To achieve this scale, the company expects to invest more than
$10 billion between now and 2028, including $2 billion to lower the
carbon intensity of Chevron’s operations. This is more than triple
the company’s previous guidance of $3 billion.
“Renewable fuels, hydrogen and carbon capture target customers
such as airlines, transport companies and industrial producers,”
said Jeff Gustavson, president of Chevron New Energies. “These
sectors of the economy are not easily electrified, and customers
are seeking lower carbon fuels and other solutions to reduce carbon
emissions.”
Reaffirms Guidance for High Return Traditional Business While
Targeting Faster Growing Lower Carbon Businesses
At a Brent oil price average of $60 per barrel, the company
reaffirmed its expectation to earn double-digit return on capital
employed by 2025 and generate $25 billion of cash flow, above its
dividend and capital spending, over the next five years. The
company also reaffirmed its 2028 upstream production greenhouse gas
intensity targets, which equate to an expected 35% reduction from
2016 levels.
“With the anticipated strong cash generation of our base
business, we expect to grow our dividend, buy back shares and
invest in lower carbon businesses,” Wirth concluded. “We believe a
strategy that combines a high return, lower carbon traditional
business with faster growing, profitable new energy ones positions
us to deliver long-term value to our shareholders.”
NOTICE
Chevron’s Energy Transition Spotlight with security analysts
will take place on Tuesday, September 14, 2021, at 7:00 a.m. PT. A
webcast of the meeting will be available in a listen-only mode to
individual investors, media, and other interested parties on
Chevron’s website at www.chevron.com under the “Investors” section.
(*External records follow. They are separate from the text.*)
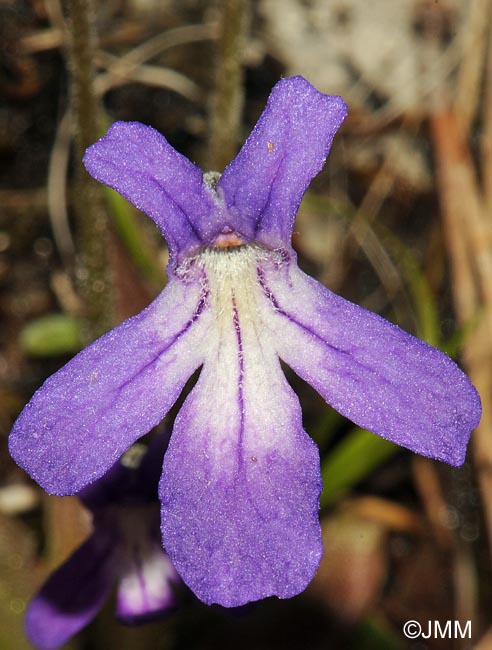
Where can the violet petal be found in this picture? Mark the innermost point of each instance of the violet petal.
(73, 594)
(87, 414)
(265, 183)
(370, 370)
(139, 163)
(240, 484)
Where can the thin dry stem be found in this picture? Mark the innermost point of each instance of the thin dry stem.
(474, 39)
(228, 99)
(468, 235)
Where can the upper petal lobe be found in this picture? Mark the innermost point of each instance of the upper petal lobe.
(263, 186)
(138, 162)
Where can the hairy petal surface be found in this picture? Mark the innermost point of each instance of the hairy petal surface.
(240, 485)
(370, 370)
(139, 163)
(87, 414)
(265, 183)
(73, 594)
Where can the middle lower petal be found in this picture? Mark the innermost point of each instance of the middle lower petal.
(240, 487)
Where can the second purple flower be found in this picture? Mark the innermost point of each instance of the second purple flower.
(241, 481)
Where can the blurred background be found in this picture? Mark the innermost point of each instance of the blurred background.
(398, 221)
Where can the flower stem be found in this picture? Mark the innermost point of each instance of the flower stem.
(93, 268)
(227, 102)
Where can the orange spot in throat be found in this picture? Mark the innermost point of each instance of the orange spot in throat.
(228, 240)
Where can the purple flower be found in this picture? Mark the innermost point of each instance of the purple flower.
(124, 548)
(241, 481)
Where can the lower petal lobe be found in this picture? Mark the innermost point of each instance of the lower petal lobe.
(240, 486)
(87, 414)
(370, 370)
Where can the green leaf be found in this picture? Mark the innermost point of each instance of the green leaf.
(352, 460)
(51, 335)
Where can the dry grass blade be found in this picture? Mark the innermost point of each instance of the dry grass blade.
(468, 237)
(474, 39)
Prepared remarks for today’s webcast, additional financial and
operating information and other complementary materials will be
available prior to the webcast at approximately 3:45 a.m. PT and
located under “Events and Presentations” in the “Investors” section
on the Chevron website.
As used in this news release, the term “Chevron” and such terms
as “the company,” “the corporation,” “our,” “we,” “us” and “its”
may refer to Chevron Corporation, one or more of its consolidated
subsidiaries, or to all of them taken as a whole. All of these
terms are used for convenience only and are not intended as a
precise description of any of the separate companies, each of which
manages its own affairs.
Please visit Chevron’s website and Investor Relations page at
www.chevron.com and www.chevron.com/investors, LinkedIn:
www.linkedin.com/company/chevron, Twitter: @Chevron, Facebook:
www.facebook.com/chevron, and Instagram: www.instagram.com/chevron,
where Chevron often discloses important information about the
company, its business, and its results of operations.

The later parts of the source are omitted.